Wouldn't it be possible to generate a keypair, give the public key to all the services you want to login to and then use some kind of timestamp as the challenge to login.
>>55614858
Also its relatively easy for someone to defraud you by tricking your service provider into creating a sim with your number with basic social engineering.
>>55614806
RSA sends all their encryption to keys to the NSA.
>>55614597
I own one, wish I would have bought the more expensive NEO. It doe NFC unlocks for your cell phone, and One time passwords, and username and passwords.

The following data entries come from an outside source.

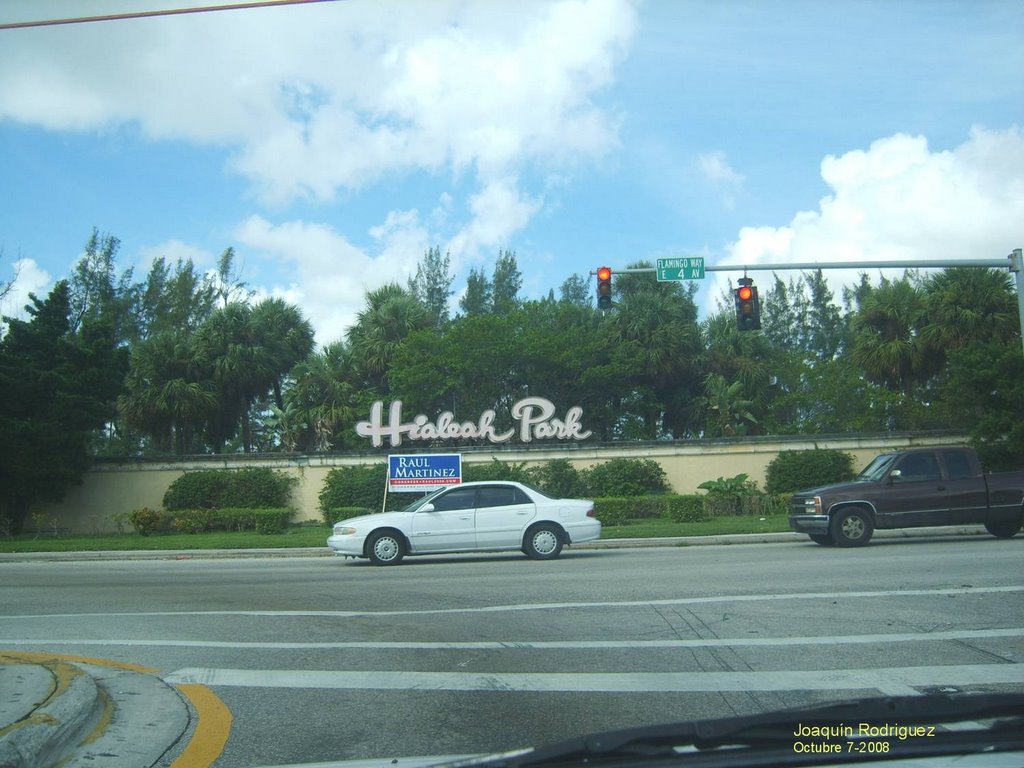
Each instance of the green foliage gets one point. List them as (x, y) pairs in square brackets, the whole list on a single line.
[(730, 486), (558, 478), (797, 470), (359, 485), (249, 488), (331, 516), (496, 470), (625, 477), (146, 521), (260, 520), (689, 508), (58, 381)]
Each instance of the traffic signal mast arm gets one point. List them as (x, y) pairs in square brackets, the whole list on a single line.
[(1016, 265)]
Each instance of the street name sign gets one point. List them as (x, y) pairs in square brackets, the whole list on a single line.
[(687, 267)]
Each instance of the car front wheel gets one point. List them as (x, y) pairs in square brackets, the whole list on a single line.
[(1004, 528), (385, 548), (852, 527), (543, 542)]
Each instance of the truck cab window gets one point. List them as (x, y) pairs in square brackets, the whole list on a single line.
[(920, 467)]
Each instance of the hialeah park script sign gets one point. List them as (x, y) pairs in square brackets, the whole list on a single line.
[(536, 417)]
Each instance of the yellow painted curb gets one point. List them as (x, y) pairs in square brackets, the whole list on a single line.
[(212, 729)]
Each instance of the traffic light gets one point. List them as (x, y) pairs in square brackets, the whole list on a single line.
[(604, 288), (748, 305)]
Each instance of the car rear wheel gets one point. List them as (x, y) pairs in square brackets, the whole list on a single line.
[(543, 542), (852, 527), (385, 548), (1004, 528)]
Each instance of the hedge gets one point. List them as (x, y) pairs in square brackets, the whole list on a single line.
[(260, 520), (798, 470), (256, 487), (688, 508)]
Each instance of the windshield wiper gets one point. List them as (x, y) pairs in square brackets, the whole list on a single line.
[(858, 730)]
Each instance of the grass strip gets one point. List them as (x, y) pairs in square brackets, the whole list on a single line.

The U2F literally only does 2FA
>>55614990
That's the company's problem kek
>>55614597
>blue
they sucks
>>55615013
Do you prefer it over whatever method you used before?
>>55614905
wouldn't you still get the 2fa texts that someone else generated tho?
>>55615925
Your SIM would probably be disabled when the new one was created
>>55614597
I use a regular Yubikey but a U2F key really offers me no tangible advantage since I already use a password manager.
>>55615970
so you'd know pretty much right away that someone had stolen your phone number? sim cloning used to be a thing.
>>55614597
So its a google chrome only solution with limited use to specific services like google mail? Sounds like it fits a very specific niche.
Now if you were to be able to, say.. generate a number using a fingerprint or your eyes, and use that as part of the two part authentication, that would be kewl.